Although it's not nearly as common as infrastructure mode, there is an entirely different way to connect computers via Wi-Fi technology. Recall the original, ancient style Ethernet network I drew out in Figure 2.1: A group of computers are all connected via a single run of cable. There is no center point, no hub, nothing concentrating, switching, amplifying, or otherwise directing traffic. Now consider the network in Figure 2.9. Five computers are all wirelessly connected directly to one another, by way of their wireless client adapters. There is no access point, no hub, no switch, no cable. Every device talks to every other device. This is called an ad-hoc network, because all the client adapters are operating in ad-hoc mode.
Figure 2.9: An Ad-Hoc Wi-Fi Network.
Here, if computer 002 wants to send a packet to computer 003, computer 002 just transmits the packet out into the air as though it were an access point. The packet exists in a little field of radio energy that touches all the computers in the ad-hoc network, and as with the old-style Ethernet in Figure 2.1, the computer to whom the packet is addressed grabs it.
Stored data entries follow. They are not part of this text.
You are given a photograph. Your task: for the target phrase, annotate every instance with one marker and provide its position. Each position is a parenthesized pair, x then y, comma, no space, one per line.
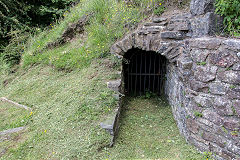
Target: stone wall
(203,75)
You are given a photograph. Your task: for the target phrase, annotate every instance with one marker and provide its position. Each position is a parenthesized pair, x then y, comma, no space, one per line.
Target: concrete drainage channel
(202,77)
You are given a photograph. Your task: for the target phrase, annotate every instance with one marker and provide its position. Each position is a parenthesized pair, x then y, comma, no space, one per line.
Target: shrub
(230,9)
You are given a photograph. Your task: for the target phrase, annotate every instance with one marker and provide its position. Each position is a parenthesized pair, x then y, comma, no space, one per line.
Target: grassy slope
(12,116)
(67,109)
(107,24)
(148,131)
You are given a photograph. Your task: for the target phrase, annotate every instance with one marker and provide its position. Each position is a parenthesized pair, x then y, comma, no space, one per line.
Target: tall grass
(106,26)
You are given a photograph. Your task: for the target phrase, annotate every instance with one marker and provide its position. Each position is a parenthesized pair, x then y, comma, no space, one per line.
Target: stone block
(185,62)
(232,77)
(205,73)
(206,25)
(218,88)
(212,116)
(232,44)
(223,59)
(173,35)
(236,105)
(233,148)
(197,85)
(179,25)
(234,93)
(231,123)
(204,100)
(198,7)
(192,126)
(205,43)
(199,55)
(114,85)
(223,106)
(236,67)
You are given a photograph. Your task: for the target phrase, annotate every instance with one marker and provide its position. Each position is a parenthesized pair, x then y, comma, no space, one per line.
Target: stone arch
(203,77)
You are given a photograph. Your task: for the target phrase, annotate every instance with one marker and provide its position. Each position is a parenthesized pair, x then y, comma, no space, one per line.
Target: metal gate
(144,72)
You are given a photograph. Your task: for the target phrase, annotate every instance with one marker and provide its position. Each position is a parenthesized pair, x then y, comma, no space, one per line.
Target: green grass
(148,131)
(12,116)
(106,26)
(67,111)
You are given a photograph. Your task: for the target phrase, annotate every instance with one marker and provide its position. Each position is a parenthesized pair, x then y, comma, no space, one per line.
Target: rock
(238,54)
(205,73)
(236,105)
(192,126)
(234,93)
(185,62)
(222,59)
(179,25)
(198,7)
(206,25)
(205,43)
(231,123)
(223,106)
(218,88)
(197,85)
(199,55)
(213,117)
(232,44)
(236,67)
(232,77)
(158,20)
(213,138)
(233,148)
(203,100)
(173,35)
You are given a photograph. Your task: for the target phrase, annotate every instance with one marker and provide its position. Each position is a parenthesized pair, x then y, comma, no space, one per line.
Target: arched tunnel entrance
(144,71)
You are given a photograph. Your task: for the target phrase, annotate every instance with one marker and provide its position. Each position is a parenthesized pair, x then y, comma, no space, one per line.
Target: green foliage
(18,18)
(230,9)
(159,10)
(110,20)
(21,14)
(198,114)
(202,63)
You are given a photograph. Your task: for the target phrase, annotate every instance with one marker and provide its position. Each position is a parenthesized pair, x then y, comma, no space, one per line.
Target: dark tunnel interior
(144,71)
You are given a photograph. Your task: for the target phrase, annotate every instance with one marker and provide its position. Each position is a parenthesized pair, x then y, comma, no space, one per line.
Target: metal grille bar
(144,72)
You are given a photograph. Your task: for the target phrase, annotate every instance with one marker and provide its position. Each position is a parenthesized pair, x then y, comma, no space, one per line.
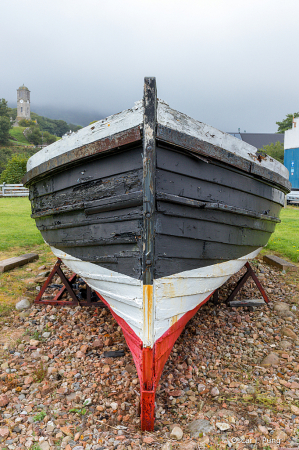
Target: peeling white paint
(165,116)
(180,122)
(124,120)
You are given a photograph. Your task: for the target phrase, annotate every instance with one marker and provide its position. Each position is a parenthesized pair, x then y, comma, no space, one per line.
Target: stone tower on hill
(23,103)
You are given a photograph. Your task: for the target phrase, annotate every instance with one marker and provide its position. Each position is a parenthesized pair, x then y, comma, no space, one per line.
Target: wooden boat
(155,211)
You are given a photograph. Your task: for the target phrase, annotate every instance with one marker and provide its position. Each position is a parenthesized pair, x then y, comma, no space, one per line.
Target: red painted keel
(150,362)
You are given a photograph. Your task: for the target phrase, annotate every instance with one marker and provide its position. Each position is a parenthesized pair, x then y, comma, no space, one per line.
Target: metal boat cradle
(155,211)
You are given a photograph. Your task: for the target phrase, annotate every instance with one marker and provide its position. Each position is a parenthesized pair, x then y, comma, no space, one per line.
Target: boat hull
(155,211)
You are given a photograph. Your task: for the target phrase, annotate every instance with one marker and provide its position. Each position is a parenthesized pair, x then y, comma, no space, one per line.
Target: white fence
(13,190)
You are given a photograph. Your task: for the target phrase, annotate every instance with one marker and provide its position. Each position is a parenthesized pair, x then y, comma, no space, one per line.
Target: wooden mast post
(147,385)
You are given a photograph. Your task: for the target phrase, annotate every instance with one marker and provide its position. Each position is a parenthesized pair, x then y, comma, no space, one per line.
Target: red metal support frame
(67,285)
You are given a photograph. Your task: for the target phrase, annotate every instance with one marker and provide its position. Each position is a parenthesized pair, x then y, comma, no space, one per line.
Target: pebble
(271,360)
(199,426)
(176,433)
(215,365)
(214,391)
(24,303)
(222,426)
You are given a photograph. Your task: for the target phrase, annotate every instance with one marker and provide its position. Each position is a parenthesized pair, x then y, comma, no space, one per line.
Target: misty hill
(75,117)
(70,116)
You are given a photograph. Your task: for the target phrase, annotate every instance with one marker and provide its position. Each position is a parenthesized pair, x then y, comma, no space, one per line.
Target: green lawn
(285,239)
(17,133)
(17,229)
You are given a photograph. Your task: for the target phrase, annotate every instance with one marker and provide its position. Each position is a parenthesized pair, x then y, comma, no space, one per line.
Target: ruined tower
(23,103)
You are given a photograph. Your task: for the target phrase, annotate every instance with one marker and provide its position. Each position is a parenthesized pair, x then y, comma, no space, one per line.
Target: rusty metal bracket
(67,285)
(249,273)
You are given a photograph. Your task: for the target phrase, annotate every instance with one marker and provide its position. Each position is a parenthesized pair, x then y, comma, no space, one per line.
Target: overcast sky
(228,63)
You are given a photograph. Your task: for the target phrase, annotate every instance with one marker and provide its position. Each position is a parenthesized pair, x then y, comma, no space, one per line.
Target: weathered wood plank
(279,262)
(11,263)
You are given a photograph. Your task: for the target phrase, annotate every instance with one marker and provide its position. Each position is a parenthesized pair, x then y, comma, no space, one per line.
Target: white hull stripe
(173,296)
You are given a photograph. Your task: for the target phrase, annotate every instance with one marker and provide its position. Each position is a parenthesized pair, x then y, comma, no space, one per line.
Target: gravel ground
(231,381)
Without any wires or extra hardware to buy, configure, and use, ad-hoc networks sound terrific, and under certain circumstances they can be extremely useful. However, they have their downsides:
As with any hubbed network, there is a fixed amount of bandwidth available to an ad-hoc network (for 802.11b, only 11 Mbps) and all computers in the network share that bandwidth. If everybody's passing packets at once, it slows down in a hurry.
Unless every computer belonging to the network can 'hear' all the other computers in the network, strange things can happen. This is called the hidden node problem, and it's nasty for ad-hoc networks. It's best to use ad-hoc networks only when all computers in the network are very close together, ideally in the same room.
Each computer in the network attempts to maintain contact with every other computer in the network. This leads to a sort of combinatorial explosion of 'housekeeping' efforts as the number of computers goes beyond five or six.
For reasons I have yet to completely figure out, Microsoft Windows doesn't always establish network connections correctly at the Windows level when a Wi-Fi ad-hoc network is established among Windows computers.
People use ad-hoc networks most commonly at meetings and events, when several people have a need to exchange files. I'll speak more of ad-hoc networks in Chapter 5, since they represent a sort of spontaneous network community.